Nowhere near as bright as acetylene though, and not particularly useful for illumination:
http://www.nature.com/nature/journal/v5/n128/abs/005461d0.html

A possibility for cheaply refueling internal combustion engines though.

Just shovel the metal alloy in, add water, burn the hydrogen for energy, and shovel the powdered aluminum hydroxide out of the exhaust bin.

1964 or so, I got a new Justrite carbide lamp. Tested, demonstrated, used it on a few Boy Scout camping trips, then broke something off in the tip. Got it down from the attic a couple of days ago, cleaned up lamp, polished reflector, soaked the tip in alum solution and cleared it out.

It works.

Little or no odor unless the carbide compartment is leaking, no smoke, no flicker.

I remember as a child in South Africa in the 60’s there were still carbide lamps around. Being a large gold mining country, some were still used on the mines.
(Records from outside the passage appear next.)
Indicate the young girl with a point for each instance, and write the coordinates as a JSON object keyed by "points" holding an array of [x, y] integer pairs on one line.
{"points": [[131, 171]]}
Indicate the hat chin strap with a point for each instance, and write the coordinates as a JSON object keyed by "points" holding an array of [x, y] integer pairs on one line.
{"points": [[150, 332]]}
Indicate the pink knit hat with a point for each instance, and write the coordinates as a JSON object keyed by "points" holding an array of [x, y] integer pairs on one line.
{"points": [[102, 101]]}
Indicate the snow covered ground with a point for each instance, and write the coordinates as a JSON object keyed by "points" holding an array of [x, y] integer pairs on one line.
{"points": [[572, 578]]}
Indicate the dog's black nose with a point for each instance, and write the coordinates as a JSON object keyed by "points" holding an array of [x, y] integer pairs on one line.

A lot of the poorer people still used carbide lamps for bicycle lights, but the newer lights were generator driven off the wheel of the bike.
Batteries were expensive and had little capacity in those days so I don’t think many people would have used them in flashlights as bike lights.
Kids were obsessed with making explosive devices, and fire crackers were still legal to buy.
On the 5th of November (Guy Fawkes night) we used to have huge fireworks parties and displays.
My older brothers used to buy carbide at the hardware shop to make some sort of cannons out of old coffee or baby formula tins.
By the time I joined the scouts and got into camping, we used LPG cylinders with cooking or lamp attachments.
These gas lamps became very popular for many years before batteries became as advanced and affordable as they are these days.